New Jersey’s Rodney Buford to teammate Vince Carter, after his highlight-reel, 360-degree finger roll against the Lakers: “Hey, can I get your autograph?” ... The Bulls, who started 0-9, then went on an 18-4 spurt, are struggling again and Coach Scott Skiles is asking the Chicago media to hold the applause. “We’re not an 0-9 team, but we’re not an 18-4 team either,” he said. “I understand the desperation to want to jump on the bandwagon after such a long period of inadequate play, but we still need to keep it in perspective.”

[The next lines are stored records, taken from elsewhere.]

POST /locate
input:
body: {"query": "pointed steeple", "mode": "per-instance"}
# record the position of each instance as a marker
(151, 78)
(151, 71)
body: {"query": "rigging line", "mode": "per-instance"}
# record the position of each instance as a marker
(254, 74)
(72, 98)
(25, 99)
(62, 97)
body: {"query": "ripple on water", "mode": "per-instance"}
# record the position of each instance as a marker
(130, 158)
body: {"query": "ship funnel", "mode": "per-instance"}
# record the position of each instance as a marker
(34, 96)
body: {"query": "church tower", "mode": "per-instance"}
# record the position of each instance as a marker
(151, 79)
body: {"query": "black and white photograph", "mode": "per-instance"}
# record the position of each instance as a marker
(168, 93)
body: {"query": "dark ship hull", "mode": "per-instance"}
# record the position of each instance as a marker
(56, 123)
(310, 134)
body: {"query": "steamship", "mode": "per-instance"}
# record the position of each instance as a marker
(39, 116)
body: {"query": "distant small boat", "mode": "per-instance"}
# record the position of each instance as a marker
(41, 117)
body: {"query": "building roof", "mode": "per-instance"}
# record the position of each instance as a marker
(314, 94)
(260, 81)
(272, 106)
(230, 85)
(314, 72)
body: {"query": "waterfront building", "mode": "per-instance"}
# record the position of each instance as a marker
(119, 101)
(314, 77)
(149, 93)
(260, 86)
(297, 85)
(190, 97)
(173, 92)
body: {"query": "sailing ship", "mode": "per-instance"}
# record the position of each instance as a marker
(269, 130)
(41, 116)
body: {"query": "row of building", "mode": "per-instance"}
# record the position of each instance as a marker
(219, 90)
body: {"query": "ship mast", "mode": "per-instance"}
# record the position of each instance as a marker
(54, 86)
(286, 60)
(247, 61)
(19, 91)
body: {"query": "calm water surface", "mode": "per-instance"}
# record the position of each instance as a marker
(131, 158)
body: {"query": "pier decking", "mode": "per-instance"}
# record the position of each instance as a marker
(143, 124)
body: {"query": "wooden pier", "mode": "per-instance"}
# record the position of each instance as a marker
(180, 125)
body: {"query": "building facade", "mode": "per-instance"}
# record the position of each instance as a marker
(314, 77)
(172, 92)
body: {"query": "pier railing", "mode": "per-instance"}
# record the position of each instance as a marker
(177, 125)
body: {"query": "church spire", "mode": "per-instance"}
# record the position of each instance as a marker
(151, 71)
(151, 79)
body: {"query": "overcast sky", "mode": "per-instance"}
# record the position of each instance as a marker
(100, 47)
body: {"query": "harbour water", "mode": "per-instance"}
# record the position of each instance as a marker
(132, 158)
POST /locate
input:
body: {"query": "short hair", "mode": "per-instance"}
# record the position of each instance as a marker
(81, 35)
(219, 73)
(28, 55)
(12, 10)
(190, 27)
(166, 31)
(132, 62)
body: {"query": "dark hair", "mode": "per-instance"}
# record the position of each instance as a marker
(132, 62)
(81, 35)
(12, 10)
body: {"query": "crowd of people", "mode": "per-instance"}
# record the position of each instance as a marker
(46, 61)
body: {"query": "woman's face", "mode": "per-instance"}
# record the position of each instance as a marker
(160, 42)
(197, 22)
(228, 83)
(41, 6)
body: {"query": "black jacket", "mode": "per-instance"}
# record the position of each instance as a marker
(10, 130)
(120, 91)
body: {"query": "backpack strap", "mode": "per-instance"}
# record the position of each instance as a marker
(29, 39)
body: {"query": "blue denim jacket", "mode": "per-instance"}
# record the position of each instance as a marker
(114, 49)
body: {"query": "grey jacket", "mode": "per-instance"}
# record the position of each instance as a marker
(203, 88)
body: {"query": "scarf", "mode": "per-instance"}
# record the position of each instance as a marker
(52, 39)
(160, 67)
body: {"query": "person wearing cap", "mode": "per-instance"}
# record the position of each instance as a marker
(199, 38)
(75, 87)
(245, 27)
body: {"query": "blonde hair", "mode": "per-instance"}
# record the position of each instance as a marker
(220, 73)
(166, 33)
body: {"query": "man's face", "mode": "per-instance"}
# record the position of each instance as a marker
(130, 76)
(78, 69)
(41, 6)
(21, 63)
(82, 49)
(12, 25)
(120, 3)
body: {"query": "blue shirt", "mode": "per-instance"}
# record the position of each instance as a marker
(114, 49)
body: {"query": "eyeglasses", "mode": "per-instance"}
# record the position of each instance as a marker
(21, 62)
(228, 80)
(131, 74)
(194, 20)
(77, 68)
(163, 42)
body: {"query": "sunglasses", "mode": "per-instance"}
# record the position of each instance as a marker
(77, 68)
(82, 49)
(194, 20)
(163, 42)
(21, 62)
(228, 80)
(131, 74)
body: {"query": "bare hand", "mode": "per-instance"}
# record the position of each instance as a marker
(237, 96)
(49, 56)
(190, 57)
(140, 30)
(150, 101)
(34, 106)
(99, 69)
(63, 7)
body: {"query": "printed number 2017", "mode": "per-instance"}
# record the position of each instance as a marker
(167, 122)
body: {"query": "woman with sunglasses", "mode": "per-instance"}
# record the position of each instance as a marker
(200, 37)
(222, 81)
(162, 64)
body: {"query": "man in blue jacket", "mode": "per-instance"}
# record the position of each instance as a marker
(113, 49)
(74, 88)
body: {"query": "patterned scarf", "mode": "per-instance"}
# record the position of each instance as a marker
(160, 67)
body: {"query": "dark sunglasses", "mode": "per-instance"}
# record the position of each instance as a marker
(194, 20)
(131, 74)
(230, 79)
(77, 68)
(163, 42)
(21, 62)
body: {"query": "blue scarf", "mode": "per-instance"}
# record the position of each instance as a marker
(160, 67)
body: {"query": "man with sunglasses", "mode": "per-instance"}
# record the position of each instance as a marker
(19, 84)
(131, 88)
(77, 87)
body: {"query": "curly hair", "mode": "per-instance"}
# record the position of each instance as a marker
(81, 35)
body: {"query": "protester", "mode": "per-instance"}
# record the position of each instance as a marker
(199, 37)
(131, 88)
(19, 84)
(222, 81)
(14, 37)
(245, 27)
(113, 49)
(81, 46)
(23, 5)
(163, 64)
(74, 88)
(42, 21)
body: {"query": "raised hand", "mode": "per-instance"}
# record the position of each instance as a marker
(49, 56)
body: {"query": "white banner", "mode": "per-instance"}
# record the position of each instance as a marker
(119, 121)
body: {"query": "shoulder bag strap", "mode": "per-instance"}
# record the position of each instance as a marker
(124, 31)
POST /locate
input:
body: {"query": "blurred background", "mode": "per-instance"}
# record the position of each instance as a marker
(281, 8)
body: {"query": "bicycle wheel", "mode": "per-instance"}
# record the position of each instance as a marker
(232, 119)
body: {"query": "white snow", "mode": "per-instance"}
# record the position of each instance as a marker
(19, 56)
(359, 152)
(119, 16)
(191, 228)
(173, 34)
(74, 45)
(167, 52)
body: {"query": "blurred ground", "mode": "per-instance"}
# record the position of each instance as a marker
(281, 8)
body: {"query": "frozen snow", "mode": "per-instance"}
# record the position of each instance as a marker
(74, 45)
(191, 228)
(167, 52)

Boston Celtic Coach Doc Rivers, on speculation Gary Payton, an upcoming free agent who has been going back and forth from the West Coast to see his family, will be traded: “We know what we want to do. We want Gary back, I can tell you that without any thought or hesitation. But I’m going to do what’s right for the team and I want to do what’s right for Gary at the same time. He’s been so good.” In other words: Give us anything and he’s yours.

Orlando Magic officials say they’ll probably sign Coach Johnny Davis, who’s on an expiring contract, to a three-year extension -- but not until after the season. Meanwhile, General Manager John Weisbrod says he wants the Magic to be a team that “does some damage in the playoffs.” In other words: If the Magic loses in the first round, Davis is so out of there.

Washington’s Eddie Jordan, whose Wizards have the No. 2 offense, asked about his No. 30 defense: “We’re not 31?”